40. The Carer by Deborah Moggach I enjoyed this. A light, breezy read - thanks to whoever recommended it several threads back. James is an elderly widower, an ex Oxford Professor who needs a live in carer. After some disastrous experiences related briefly in the first chapter (e.g. A Jamaican carer called Rejoice who bungs up his bowels with Maize stew) which I found offensive and full of lame stereotypes I decided to plough on and found the story really improved. James has two middle aged children who haven't been that successful, they have relationship problems and don't want to look after their father who they don't live near so are really happy to have found Mandy - an overweight, untidy and garishly dressed "angel" who their father seems to adore. As the pair become great pals and Mandy starts to call James "Pops" and "Jimmy", the siblings start to wonder if Mandy had ulterior motives especially when she mentions she inherited a flat from a former client.

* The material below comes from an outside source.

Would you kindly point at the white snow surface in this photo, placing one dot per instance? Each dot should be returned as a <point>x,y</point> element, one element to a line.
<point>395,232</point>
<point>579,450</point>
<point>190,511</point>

YolandiFuckinVisser · 10/09/2021 11:44
  1. Fanny Hill - Memoirs of a Woman of Pleasure - John Cleland A country maiden, orphaned by the small pox makes for London to seek her fortune. She accidentally becomes a prostitute, but that's OK because she likes the sex.

First published in 1748, this book has been banned for lewdness for much of that time. My copy is from 1964, published after the pornographic publications laws were relaxed. It's not really pornographic, the sex is implied and not described.

The archaic language took some effort, I had to concentrate quite hard. The novel takes the form of 2 long letters from Fanny, addressed to "Madam" written from a later perspective where the narrator is in comfortable middle age with husband and children, looking back on the experiences of her youth.

bibliomania · 10/09/2021 11:48

Ah yes, I've read that. Well, bits anyway...Lots of unfeasibly large penises if I remember correctly.

Terpsichore · 10/09/2021 23:44

80: The Spoilt Kill - Mary Kelly

Another BL Crime Classics reprint of a Mary Kelly novel of the 1960s. In fact this won the Golden Dagger in 1961, edging out John Le Carré. It has one of the most unusual settings in any crime novel I've ever read - private investigator Hedley Nicholson (later to reappear in Kelly's Due to a Death ) is engaged by the head of a Stoke pottery firm to try and track down the perpetrator of industrial espionage. Soon this dull if worthy task becomes much more difficult and personal.

The factory setting is convincingly evoked, and Nicholson (who narrates the story) is a complex, believable character who grapples with doing his duty versus what's right. Kelly excels at this kind of writing so even though the central plot isn't the strongest, this is still an engrossing read. If I'm being honest, though, I'd have to say I didn't enjoy it quite as much as I did Due to a Death.

Palegreenstars · 10/09/2021 23:53
  1. Underbelly by Anna Whitehouse. This book has lots of hype and like quite a few recent novels focus on ‘instamums’. Lo and Dylan meet at school drop off and despite widely different lives they bond over their ‘creative’ use of social media. It all goes tits up unsurprisingly. I enjoyed the first section of this book, the competitiveness of motherhood and getting to grips with school life. The second half fell apart, and raced through huge developments way too fast. An easy read.
Sadik · 11/09/2021 15:12
  1. Acts and Omissions by Catherine Fox I picked this up from a recommendation on here, and I think it's been reviewed a few times. Set in the fictional diocese of Lindchester, this follows a year in the life of the Church and a range of those associated with it.
    Although I'm not at all religious (and I've never read the Barchester novels, though they're on my TBR list) I absolutely loved this. It's gentle, funny, and kind to all of the characters, but with enough plot to keep things moving. I had it as a bedside book reading a chapter a night for the first half, but then gave up and zipped through the rest this morning. I've already ordered the two sequels, and I'm sure I'll be re-reading this one.